16s datasets are great for identifying microbial taxa in a sample and quantifying abundance of those microbes but they’re not very helpful for understanding what functions the microbes are performing. PICRUST helps us predict these functions. PICRUSt uses an extended ancestral-state reconstruction algorithm to identify a closely related microbe with known full genome sequence to each OTU. It uses the full genome sequence information to predict which gene families are present in the microbial community.

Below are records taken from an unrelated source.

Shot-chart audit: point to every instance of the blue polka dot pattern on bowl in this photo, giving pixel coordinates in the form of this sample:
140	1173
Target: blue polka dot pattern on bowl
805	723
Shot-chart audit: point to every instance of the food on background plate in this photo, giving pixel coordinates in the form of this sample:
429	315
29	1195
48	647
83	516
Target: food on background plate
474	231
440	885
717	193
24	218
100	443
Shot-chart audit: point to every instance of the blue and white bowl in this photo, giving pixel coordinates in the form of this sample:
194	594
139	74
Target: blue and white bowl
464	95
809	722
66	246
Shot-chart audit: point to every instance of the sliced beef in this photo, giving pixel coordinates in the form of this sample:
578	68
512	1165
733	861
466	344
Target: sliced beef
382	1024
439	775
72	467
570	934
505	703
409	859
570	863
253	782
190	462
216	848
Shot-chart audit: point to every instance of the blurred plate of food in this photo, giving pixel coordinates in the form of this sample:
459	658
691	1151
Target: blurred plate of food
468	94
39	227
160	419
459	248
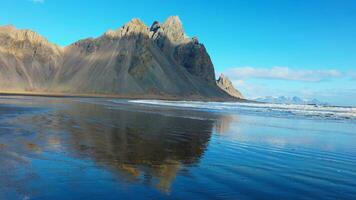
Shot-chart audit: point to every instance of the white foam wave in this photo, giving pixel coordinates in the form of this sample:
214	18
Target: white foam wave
279	110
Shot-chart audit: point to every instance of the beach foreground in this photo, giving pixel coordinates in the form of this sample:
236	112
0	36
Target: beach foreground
102	148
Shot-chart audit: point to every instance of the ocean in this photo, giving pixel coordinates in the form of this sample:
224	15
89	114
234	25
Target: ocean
103	148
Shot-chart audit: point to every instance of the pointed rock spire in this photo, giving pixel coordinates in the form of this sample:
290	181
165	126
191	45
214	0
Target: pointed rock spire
173	29
225	84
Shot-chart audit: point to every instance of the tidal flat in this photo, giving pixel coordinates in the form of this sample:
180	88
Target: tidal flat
102	148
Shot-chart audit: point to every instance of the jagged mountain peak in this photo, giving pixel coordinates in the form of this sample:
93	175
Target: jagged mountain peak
173	29
225	84
132	61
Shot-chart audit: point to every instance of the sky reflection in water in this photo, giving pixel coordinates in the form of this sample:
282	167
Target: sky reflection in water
92	148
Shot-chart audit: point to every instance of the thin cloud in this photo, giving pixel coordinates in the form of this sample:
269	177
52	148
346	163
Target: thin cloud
37	1
283	73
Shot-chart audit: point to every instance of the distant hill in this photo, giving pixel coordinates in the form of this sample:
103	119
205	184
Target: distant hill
133	61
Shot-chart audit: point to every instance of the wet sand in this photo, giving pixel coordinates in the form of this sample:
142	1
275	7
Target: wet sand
80	148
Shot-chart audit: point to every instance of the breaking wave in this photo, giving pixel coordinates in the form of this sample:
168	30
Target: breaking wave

Here is the github site: http://picrust.github.io/picrust/index.html Here is the link to the publication: http://www.nature.com/nbt/journal/v31/n9/abs/nbt.2676.html

Get closed reference otu table

PICRUST can only work with OTUS that were picked by closed reference OTU picking.

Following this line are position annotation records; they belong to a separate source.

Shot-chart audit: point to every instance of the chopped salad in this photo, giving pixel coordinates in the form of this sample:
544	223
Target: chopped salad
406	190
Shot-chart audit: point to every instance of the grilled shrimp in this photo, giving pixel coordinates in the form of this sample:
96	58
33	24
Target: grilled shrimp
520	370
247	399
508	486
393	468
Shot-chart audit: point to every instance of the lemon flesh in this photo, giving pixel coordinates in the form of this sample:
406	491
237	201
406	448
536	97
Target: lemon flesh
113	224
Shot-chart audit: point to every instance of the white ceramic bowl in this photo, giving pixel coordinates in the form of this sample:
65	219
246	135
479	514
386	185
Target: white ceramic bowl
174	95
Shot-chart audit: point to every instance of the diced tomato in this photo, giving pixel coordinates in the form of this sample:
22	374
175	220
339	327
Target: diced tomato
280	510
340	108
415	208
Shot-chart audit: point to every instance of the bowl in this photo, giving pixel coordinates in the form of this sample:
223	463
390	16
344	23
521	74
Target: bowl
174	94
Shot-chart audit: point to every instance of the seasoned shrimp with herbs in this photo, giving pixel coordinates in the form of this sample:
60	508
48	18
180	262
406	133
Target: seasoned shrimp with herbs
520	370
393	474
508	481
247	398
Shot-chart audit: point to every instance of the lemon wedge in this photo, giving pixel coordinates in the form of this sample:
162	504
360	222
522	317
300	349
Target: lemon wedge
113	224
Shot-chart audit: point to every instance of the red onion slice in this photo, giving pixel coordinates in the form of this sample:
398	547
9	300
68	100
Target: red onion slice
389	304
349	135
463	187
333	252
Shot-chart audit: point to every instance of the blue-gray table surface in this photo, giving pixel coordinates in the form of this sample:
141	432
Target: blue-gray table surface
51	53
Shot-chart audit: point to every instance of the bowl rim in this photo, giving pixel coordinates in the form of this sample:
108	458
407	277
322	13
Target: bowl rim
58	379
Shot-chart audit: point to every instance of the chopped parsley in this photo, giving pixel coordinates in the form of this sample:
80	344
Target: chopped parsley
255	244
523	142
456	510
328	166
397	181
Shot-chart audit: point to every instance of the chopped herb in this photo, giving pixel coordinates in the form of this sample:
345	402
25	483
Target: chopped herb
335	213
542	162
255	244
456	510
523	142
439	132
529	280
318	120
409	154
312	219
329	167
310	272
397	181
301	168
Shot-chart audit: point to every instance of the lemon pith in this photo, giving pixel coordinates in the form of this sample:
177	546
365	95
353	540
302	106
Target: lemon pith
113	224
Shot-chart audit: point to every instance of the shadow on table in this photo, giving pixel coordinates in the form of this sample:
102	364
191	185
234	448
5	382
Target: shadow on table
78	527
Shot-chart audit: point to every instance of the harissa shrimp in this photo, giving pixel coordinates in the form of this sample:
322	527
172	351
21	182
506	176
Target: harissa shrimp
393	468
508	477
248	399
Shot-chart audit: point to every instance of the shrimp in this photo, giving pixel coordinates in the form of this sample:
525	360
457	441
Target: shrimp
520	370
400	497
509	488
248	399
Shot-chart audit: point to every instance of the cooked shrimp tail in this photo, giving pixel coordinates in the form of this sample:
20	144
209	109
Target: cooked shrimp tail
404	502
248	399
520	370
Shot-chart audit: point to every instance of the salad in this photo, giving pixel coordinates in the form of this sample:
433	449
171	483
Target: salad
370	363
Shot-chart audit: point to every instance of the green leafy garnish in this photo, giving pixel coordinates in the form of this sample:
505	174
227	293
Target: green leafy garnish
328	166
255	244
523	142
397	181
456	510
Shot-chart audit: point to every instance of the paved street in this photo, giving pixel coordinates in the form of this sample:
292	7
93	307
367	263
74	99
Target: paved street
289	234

filter_otus_from_otu_table.py -i ~/16s_analysis/otu_table_mc2_w_tax_no_pynast_failures_no_chimeras_frequency_filtered.biom -o ~/16s_analysis/closed_otu_table.biom --negate_ids_to_exclude -e /usr/lib/python2.7/site-packages/qiime_default_reference/gg_13_8_otus/rep_set/97_otus.fasta 

How many closed ref OTUs?

biom summarize-table -i closed_otu_table.biom

normalize by picrust’s method

normalize_by_copy_number.py -i ~/16s_analysis/closed_otu_table.biom -o ~/16s_analysis/closed_otu_table_norm.biom

The output of PICRUST is the same format as an OTU table but instead of OTUS, KEGG Orthology terms are used. For a tab delimited output:

predict_metagenomes.py -f -i ~/16s_analysis/closed_otu_table_norm.biom -o ~/16s_analysis/metagenome_predictions.txt -a nsti_per_sample.txt 

For a .biom output:

predict_metagenomes.py -i ~/16s_analysis/closed_otu_table_norm.biom -o ~/16s_analysis/metagenome_predictions.biom -a nsti_per_sample.txt

We can take a look at the tab delimited otu table

head metagenome_predictions.txt

And count the rows to see how many KO were predicted

wc -l metagenome_predictions.txt

What do you think about the number of KOs predicted considering the number of OTUs we’re using in this analysis?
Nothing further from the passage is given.